Eleven years ago, my firstborn son died an hour after he was born. Two years later we lost our next child, named Ellie, about five months into my pregnancy. Losing Caleb was a spiritual crisis for me. I had to face doubts I didn't know I had about the existence of God. With a lot of support I worked through that and I believe God answered me. That process was a blessing, but it was exhausting - spiritually and emotionally. Then we lost Ellie, and I felt like after I'd just clawed my way out of a deep pit, God walked up and kicked me in the face and knocked me right back in. Whether or not he existed, I did not care. I was done. A few months later I was running and thinking through giving up. I thought, "I've got to get it together. I can't give up. That would kill Chris, and it would kill my parents. They've done so much for me and have loved me so well through this." Then I had a thought that I believe came from God: "How much do Chris and your parents love you??? How much do I love you. I sent Jesus to die on a cross for you, and you've completely discounted that."
That was the beginning of a slow softening and shift for me.
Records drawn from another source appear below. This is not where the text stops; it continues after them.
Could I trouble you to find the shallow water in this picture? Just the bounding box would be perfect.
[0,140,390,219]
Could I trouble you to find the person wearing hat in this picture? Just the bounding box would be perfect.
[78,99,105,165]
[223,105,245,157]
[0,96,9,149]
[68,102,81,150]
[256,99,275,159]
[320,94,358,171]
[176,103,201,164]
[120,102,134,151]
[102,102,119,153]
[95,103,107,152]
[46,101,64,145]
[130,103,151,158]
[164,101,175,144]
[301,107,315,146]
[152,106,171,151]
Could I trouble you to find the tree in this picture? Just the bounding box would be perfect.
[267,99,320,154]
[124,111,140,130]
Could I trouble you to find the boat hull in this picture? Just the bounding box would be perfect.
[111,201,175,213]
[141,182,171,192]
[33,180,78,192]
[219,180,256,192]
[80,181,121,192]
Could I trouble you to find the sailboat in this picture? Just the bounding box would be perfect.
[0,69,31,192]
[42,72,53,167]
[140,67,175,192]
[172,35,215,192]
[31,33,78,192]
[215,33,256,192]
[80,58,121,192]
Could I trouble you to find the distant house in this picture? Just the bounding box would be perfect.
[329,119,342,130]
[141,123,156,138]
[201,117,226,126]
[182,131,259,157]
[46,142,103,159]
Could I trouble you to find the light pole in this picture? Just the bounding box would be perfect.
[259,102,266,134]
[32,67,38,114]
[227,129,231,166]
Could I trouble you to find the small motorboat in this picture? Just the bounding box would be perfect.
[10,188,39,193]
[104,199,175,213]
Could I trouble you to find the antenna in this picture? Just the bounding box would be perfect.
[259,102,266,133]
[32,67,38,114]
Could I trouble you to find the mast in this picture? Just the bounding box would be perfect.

Jesus changes everything. I didn't understand why God would allow this to happen to me again, but I began to rest in the assurance that I'm loved - and by a God who didn't spare himself. Jesus makes the things okay that are not okay.
I started Reason for God by Tim Keller this week (fantastic so far) and it's brought that truth back. Here's a quote:
If we again ask the question: "Why does God allow evil and suffering to continue?" and we look at the cross of Jesus, we still do not know what the answer is. However, we now know what the answer isn't. It can't be that he doesn't love us.